• Health and Safety

  • The main duties of employing organisations are to:

    • provide all necessary Health and Safety information, instruction, training and supervision to enable individuals to be safe
    • provide and maintain a safe place of work with safe entry and exit
    • provide and maintain a working environment that is safe and without risk to health
    • provide and maintain systems of work that are safe
    • arrange for the safe use, handling, storage and transport of articles and substances.

    Clearly, it is impossible to remove all risks and hazards from any working environment. The law recognises this and qualifies all the duties listed above with the term ‘so far as is reasonably practicable’. This means that the level of risk involved can be balanced against the time, trouble, cost and difficulty of taking measures to remove the risk. With some specific legislation, however, the duties are absolute, ie the cost of a preventative measure has no bearing upon whether it should be implemented.

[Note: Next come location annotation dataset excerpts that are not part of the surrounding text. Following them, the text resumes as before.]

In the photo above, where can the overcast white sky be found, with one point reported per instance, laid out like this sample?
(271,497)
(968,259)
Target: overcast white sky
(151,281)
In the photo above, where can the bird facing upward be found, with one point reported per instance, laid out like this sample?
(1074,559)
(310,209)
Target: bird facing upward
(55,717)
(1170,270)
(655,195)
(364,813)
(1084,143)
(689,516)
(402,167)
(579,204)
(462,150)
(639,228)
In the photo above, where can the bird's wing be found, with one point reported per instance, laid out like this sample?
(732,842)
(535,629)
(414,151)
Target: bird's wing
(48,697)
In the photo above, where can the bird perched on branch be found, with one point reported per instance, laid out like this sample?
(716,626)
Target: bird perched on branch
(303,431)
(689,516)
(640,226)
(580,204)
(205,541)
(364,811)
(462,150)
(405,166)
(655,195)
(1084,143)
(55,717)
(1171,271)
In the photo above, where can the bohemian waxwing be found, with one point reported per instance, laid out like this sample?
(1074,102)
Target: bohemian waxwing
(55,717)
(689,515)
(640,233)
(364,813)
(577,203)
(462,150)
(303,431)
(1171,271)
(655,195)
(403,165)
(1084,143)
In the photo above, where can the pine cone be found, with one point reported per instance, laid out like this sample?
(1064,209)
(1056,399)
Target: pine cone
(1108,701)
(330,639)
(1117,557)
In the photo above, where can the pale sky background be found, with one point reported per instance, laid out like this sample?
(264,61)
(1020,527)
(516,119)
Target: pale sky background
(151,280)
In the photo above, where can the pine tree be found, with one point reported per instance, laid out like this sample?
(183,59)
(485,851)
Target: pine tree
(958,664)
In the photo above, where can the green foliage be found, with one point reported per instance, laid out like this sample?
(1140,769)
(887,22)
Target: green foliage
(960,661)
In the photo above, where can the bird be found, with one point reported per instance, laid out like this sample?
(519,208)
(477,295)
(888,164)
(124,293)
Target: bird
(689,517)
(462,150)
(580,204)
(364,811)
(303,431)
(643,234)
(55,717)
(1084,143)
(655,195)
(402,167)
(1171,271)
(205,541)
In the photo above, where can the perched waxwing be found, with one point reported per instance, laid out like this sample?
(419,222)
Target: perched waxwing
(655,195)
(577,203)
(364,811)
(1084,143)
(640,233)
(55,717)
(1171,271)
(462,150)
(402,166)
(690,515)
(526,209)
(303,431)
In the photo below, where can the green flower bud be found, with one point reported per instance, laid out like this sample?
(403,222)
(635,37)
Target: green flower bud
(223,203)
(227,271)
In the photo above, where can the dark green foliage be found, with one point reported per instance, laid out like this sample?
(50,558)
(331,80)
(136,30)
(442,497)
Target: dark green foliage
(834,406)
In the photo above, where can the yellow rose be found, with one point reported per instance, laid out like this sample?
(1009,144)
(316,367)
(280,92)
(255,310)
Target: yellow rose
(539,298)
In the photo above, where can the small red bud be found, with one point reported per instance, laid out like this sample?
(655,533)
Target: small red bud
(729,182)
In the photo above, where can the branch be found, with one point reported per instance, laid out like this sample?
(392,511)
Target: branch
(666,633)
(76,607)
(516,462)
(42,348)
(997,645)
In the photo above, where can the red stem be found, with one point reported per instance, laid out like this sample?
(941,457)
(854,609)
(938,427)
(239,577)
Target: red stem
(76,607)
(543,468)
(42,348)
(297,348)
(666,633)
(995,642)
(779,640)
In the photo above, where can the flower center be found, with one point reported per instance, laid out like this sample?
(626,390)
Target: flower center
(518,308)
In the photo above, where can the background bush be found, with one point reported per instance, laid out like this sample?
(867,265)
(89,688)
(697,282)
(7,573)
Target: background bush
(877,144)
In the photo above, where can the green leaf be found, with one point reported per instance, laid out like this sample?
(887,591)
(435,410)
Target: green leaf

Health, safety and welfare policy

    The employer is obliged to produce a written safety policy that states the organisation’s commitment to the health, safety and welfare of its employees and others. The employer must state how health and safety is to be organised and by whom, and detail the arrangements for how health and safety is implemented (usually through site-specific rules and procedures).

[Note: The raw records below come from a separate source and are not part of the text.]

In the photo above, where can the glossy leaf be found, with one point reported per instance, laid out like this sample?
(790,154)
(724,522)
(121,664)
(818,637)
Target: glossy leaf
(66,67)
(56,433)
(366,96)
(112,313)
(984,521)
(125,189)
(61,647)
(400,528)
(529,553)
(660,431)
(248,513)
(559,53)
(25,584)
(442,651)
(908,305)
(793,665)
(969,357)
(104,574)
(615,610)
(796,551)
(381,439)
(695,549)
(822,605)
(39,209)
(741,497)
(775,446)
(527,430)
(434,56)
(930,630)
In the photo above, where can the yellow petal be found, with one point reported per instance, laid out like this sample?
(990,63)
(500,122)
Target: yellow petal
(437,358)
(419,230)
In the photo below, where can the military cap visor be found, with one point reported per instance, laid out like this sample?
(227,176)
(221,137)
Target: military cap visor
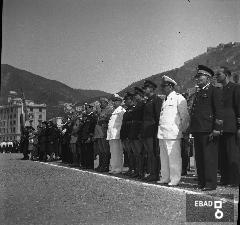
(205,71)
(103,100)
(128,95)
(138,90)
(148,83)
(167,81)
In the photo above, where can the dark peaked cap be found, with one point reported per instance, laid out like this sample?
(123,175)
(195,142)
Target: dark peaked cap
(138,90)
(148,83)
(204,70)
(128,95)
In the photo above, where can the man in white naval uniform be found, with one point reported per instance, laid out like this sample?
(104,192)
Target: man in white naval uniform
(174,120)
(113,136)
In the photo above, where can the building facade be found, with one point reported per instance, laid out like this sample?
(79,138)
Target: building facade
(10,118)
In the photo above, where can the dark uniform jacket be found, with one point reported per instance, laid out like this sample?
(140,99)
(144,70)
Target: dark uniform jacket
(231,99)
(87,129)
(151,113)
(136,123)
(126,122)
(207,110)
(53,135)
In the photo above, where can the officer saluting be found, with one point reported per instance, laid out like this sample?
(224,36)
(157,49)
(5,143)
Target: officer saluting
(206,126)
(150,121)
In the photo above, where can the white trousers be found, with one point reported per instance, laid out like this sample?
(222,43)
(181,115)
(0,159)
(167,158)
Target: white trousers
(116,150)
(171,160)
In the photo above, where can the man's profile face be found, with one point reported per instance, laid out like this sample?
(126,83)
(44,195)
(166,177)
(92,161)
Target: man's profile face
(148,90)
(202,80)
(103,104)
(220,76)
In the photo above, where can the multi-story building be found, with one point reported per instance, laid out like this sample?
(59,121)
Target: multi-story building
(10,118)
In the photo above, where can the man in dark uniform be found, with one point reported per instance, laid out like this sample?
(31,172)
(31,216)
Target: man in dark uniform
(229,154)
(25,143)
(151,113)
(124,132)
(206,126)
(53,140)
(87,138)
(42,142)
(134,132)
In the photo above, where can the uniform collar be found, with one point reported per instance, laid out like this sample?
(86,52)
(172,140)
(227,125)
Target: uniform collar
(171,94)
(205,87)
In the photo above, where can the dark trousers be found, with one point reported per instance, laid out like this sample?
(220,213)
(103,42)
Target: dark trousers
(229,159)
(25,149)
(152,149)
(185,156)
(206,154)
(87,155)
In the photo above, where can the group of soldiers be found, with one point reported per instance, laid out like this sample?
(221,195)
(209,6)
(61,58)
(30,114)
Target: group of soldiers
(152,134)
(43,144)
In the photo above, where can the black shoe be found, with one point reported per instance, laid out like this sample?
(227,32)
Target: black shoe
(25,158)
(134,175)
(208,189)
(104,170)
(223,183)
(184,173)
(151,178)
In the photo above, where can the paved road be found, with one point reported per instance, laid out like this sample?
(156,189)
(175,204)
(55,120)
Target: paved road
(52,193)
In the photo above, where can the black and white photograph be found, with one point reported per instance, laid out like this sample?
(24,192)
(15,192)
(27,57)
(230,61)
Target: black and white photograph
(120,112)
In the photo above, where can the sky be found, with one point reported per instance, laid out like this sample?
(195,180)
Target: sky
(108,44)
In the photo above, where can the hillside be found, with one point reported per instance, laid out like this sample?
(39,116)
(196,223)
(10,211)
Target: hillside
(43,90)
(222,55)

    Recognised trade unions have the right to:

    • appoint safety representatives
    • require employers to establish safety committees.

    Employers are also required to consult with all employees on health and safety matters, including those who are not members of a trade union. This is especially important as the employee is often best placed to advise on control measures that are needed.

    The employer must consult and work in cooperation with trade union groups and employees when developing health and safety arrangements. Consultation must take place on:

    • changes which may substantially affect employees’ health and safety at work (eg changes in procedures, equipment or new technologies)
    • employer’s arrangements for appointing competent people to assist in complying with the law
    • information that employees are given on the likely risks and dangers from their work, and the control measures needed
    • planning of health and safety training. Health and safety poster

    A statutory health and safety poster must be displayed in all workplaces. This summarises employers’ and employees’ legal duties and confirms the necessity of risk assessments. The contact details of staff responsible for health and safety assistance at the workplace, the trade union representative and the relevant enforcing authority must also be listed.